The photosensitive group (unsaturated group) of the photopolymerizable substance
In the case of monofunctionality having only one, only a linear polymer is formed by photopolymerization. However, in the case of a polyfunctional photopolymerizable substance having two or more photosensitive groups (unsaturated groups), since photopolymerization and photocrosslinking occur simultaneously,
Since a polymer molecule having a network structure can be formed and a hard film can be formed by an adhesive interface, weather resistance and mechanical properties (hardness) are improved. The effect of improving weather resistance and mechanical properties increases as the number of photosensitive groups (unsaturated groups) in the photopolymerizable substance increases. To remarkably improve these properties, the number of functional groups must be 4 or more. Preferably, 5 or more are more preferable.

Representative examples of the photopolymerizable unsaturated group contained in the photopolymerizable substance include a vinyl group, an allyl group, a vinyl ether group, a vinyl thioether group, a vinyl amino group,
Examples thereof include an acetylenically unsaturated group, an acryloyl group, a methacryloyl group, a styryl group and a cinnamoyl group. Of these, (meth) acrylates having a acryloyl group or a methacryloyl group as a photosensitive group are available with high photoinitiating efficiency It is more preferable because it is easy to perform. In this specification, (meth) acrylate is a general term for acrylate and methacrylate.

The (meth) acrylate having 4 or more functional groups is a monomer, an oligomer or a mixture thereof having 4 or more acrylic or methacrylic unsaturated groups. Specific examples of the monomer include: Examples thereof include pentaerythritol tetra (meth) acrylate, dipentaerythritol penta, and hexa (meth) acrylate. Further, specific examples of the oligomer include oligoesters having a molecular weight of 10,000 or less, such as polyethylene glycol di (meth) acrylate and polypropylene glycol di (meth) acrylate.

When the photopolymerizable substance having four or more functional groups is used in the composition of the present invention, the curable composition contains a saturated hydrocarbon polymer having a reactive silicon group. The cured material properties such as hardness and weather resistance can be improved.
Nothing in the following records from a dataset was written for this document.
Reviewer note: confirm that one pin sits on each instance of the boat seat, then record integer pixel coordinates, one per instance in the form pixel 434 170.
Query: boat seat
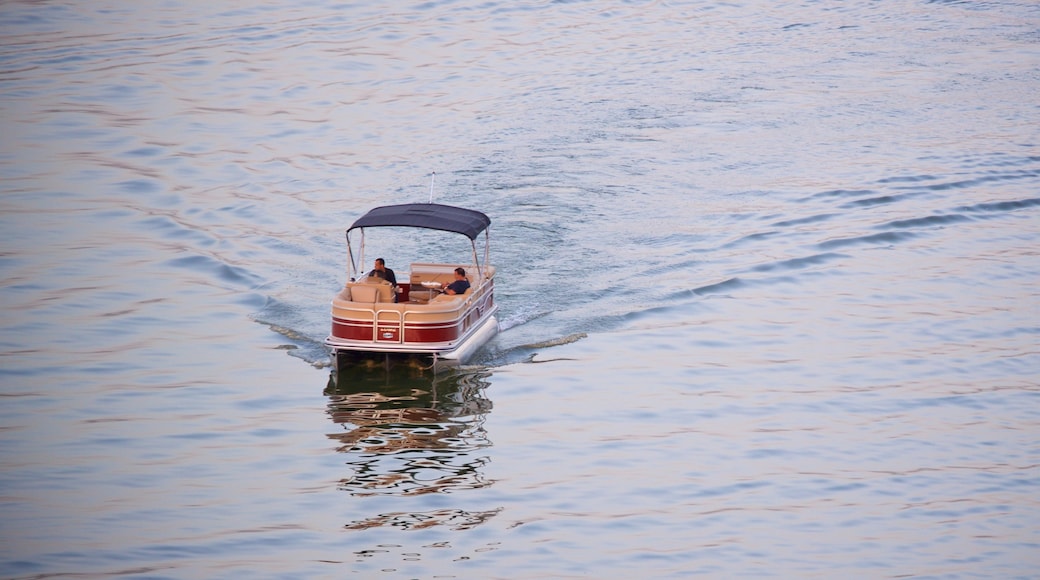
pixel 371 290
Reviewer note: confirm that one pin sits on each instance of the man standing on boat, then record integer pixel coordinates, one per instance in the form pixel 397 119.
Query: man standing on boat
pixel 460 285
pixel 381 270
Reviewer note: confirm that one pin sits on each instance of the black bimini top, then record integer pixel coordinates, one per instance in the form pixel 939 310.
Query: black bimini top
pixel 432 216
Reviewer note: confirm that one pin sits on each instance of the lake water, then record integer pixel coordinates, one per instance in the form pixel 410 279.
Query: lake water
pixel 769 278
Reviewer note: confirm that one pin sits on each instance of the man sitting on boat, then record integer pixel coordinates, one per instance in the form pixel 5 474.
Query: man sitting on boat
pixel 460 285
pixel 381 270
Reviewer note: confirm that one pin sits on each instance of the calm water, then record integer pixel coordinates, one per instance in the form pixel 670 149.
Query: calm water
pixel 769 275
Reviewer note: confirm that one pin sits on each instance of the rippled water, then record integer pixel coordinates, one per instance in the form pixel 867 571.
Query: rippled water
pixel 768 274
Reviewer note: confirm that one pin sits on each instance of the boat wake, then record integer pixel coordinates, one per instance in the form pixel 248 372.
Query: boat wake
pixel 522 316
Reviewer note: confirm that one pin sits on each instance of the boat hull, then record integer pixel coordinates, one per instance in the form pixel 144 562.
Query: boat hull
pixel 449 327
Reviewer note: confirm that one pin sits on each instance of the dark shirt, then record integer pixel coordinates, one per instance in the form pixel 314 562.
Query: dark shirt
pixel 386 274
pixel 459 286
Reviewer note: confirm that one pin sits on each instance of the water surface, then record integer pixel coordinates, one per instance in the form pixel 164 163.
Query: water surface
pixel 768 279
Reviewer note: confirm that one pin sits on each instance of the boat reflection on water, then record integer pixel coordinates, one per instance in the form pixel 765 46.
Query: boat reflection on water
pixel 409 430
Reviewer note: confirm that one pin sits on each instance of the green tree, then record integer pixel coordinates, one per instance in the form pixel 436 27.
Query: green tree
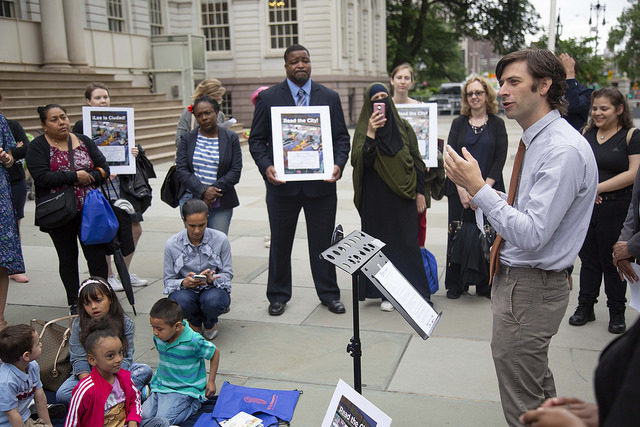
pixel 591 67
pixel 627 35
pixel 427 31
pixel 438 57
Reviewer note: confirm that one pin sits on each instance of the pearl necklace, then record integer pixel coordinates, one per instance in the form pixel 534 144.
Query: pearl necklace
pixel 478 129
pixel 603 133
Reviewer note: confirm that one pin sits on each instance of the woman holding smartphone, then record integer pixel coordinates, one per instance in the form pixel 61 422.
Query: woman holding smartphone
pixel 402 81
pixel 197 270
pixel 388 178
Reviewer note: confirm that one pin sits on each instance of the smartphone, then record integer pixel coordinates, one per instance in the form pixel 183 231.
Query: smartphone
pixel 379 107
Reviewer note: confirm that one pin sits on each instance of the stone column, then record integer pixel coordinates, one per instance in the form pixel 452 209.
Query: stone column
pixel 74 24
pixel 54 37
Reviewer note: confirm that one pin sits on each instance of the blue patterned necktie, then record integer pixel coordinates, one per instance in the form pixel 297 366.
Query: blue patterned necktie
pixel 301 99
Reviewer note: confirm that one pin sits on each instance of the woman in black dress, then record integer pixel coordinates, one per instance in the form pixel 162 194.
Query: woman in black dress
pixel 480 131
pixel 388 174
pixel 617 151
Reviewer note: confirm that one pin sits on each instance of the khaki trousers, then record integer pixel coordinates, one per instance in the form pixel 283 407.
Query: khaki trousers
pixel 528 305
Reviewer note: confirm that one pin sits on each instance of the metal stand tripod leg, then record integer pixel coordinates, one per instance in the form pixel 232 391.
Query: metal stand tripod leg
pixel 354 347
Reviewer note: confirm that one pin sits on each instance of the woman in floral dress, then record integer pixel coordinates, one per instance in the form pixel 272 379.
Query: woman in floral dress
pixel 11 261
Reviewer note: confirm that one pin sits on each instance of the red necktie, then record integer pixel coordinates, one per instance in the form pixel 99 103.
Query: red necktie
pixel 494 261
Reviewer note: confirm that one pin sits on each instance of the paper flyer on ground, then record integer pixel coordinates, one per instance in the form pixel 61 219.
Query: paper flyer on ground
pixel 112 130
pixel 423 118
pixel 302 143
pixel 348 408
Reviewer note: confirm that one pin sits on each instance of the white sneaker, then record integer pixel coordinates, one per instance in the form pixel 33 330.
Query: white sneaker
pixel 386 306
pixel 137 282
pixel 115 283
The compounding amount of the photopolymerizable substance is preferably from 0.1 to 20 parts, more preferably from 1 to 10 parts, particularly preferably from 2 to 5 parts, per 100 parts of the component (A). If the compounding amount is less than 0.1 part, the effect of improving the properties of the cured product such as hardness and the weather resistance may not be sufficient, and if it exceeds 20 parts, the storage stability of the curable composition decreases. Sometimes.

Various additives are added to the curable composition of the present invention as needed. Examples of such additives include, for example, a curing catalyst that promotes a silanol condensation reaction, a physical property modifier that adjusts the tensile properties of the resulting cured product,
Plasticizers, fillers, adhesion improvers, antioxidants, radical inhibitors, ultraviolet absorbers, metal deactivators, ozone deterioration inhibitors, light stabilizers, phosphorus peroxide decomposers, lubricants, pigments,
Foaming agents and the like.

Specific examples of such additives include, for example,
Japanese Patent Publication No. 4-69659, Japanese Patent Publication No. 7-1088928,
JP-A-63-254149, JP-A-64-22904
It is described in each specification of the issue. When the curable composition of the present invention is used for various glasses such as general-purpose inorganic glass (float glass), it exhibits a remarkable effect of improving weather resistance and adhesion, but when used as a sealing material composition for heat ray reflective glass, The effect of improving the weather resistance is particularly remarkable.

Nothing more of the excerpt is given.